Steve Collins

Profile
- Position: Quarterback

Personal information
- Born: August 2, 1970 (age 55) Ennis, Texas, U.S.

Career information
- College: Oklahoma (1988–1992)

= Steve Collins (American football) =

American football player (born 1970)

Steve Collins (born August 2, 1970) is an American former football quarterback who played for the Oklahoma Sooners from 1988 to 1992.

Collins attended Ennis High School and was the quarterback of the school's football team. He was recruited by various colleges, and decided to attend Oklahoma; during collegiate recruiting, scouts considered him one of the best option quarterbacks in the state.

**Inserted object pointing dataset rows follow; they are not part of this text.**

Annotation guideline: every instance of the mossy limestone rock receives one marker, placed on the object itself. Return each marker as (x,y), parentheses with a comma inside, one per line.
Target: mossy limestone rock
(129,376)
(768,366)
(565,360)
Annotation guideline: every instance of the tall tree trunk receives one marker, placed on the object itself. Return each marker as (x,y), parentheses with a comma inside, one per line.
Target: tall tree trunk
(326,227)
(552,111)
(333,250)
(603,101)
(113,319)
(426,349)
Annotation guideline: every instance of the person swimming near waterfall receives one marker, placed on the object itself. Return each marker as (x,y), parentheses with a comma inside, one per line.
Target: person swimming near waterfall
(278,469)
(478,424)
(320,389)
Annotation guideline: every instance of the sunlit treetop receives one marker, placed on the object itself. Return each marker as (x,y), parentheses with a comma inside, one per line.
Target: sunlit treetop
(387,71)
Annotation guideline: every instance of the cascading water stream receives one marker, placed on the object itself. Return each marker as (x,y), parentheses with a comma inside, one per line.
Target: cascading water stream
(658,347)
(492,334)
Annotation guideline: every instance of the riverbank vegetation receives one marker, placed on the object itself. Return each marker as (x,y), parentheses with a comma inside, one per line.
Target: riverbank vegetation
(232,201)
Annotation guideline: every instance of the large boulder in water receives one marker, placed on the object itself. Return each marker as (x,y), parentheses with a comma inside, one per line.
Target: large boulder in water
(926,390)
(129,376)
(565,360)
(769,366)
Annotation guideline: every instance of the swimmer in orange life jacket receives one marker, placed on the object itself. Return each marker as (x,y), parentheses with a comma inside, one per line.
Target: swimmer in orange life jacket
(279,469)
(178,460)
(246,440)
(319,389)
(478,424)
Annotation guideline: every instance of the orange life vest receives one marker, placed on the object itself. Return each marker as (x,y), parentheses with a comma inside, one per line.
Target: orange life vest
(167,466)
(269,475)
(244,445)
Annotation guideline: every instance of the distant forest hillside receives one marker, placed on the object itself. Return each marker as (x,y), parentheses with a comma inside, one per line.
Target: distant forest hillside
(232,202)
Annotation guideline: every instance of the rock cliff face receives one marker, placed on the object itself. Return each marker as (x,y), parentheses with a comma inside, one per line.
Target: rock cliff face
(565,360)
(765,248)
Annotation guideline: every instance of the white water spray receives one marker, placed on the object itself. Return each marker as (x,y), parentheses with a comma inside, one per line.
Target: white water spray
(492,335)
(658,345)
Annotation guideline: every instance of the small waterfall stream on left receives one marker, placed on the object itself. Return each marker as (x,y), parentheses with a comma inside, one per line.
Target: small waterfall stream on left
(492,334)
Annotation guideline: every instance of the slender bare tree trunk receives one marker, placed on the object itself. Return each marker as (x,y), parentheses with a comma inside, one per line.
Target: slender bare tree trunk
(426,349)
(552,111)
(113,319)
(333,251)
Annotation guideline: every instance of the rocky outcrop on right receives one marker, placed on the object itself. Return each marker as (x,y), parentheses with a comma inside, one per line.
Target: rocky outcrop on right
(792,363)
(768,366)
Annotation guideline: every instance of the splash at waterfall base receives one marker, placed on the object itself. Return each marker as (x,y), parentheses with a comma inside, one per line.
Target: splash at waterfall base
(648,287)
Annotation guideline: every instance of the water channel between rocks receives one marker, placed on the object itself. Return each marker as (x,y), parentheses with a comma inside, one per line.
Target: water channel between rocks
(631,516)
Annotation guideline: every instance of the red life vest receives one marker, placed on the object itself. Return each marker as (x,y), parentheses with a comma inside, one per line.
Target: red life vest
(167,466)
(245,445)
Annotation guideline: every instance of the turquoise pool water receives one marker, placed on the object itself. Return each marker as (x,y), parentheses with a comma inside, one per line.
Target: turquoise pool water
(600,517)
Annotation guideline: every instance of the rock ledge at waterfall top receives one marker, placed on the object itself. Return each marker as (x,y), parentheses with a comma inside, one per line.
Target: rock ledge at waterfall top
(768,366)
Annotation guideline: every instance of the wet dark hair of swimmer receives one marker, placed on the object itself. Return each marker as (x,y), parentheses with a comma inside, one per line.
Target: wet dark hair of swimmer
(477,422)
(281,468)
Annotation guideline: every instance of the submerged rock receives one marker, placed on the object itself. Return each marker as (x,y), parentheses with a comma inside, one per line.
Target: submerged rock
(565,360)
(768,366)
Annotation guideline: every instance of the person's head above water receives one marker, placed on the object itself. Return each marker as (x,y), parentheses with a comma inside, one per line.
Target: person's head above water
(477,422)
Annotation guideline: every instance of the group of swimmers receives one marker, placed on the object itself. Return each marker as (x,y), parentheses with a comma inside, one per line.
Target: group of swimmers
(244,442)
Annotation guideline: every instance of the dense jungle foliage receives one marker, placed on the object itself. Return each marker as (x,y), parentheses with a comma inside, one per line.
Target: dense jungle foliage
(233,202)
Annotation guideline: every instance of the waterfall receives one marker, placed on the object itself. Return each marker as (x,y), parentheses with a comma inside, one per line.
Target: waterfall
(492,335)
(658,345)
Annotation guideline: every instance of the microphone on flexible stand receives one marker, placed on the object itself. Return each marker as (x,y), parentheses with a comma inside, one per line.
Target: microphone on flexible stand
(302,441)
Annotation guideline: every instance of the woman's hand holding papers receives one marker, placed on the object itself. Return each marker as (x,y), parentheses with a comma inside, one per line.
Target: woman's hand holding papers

Collins redshirted his freshman year at Oklahoma in 1988. After starting quarterback Charles Thompson's arrest, the starting job was said to be between Collins, unrelated fellow freshman Tink Collins, and sophomore Chris Melson, none of whom had played a college football game yet. After summer drills were completed, Collins was granted the starting job for the Sooners, becoming the first freshman in school history to start the season opener at quarterback. Collins began the season as starting quarterback in 1989, but he broke the pinky on his right hand on the first play of the Sooners' 33-7 victory over Baylor on September 9, 1989. In early November, he returned to the lineup and ran for 147 yards and two touchdowns, and passed for 119 yards and a touchdown in a 52-14 win over Missouri.

As a redshirt sophomore in 1990, Collins was Oklahoma's starting quarterback for the first six games of the season. He lost the starting job for the last half of the 1990 season to Cale Gundy. He remained Gundy's backup for most of the 1991 season. As a senior in 1992, Collins began the year as the Sooners' backup quarterback, but Collins became the team's starting quarterback after Gundy suffered a concussion in the seventh game of the season. During the 1992 season, there was dissension among the players over the decision of Coach Gary Gibbs to name Gundy as the starting quarterback over Collins.

==Notes and references==

- Dozier, Ray (2005). "The Oklahoma Football Encyclopedia"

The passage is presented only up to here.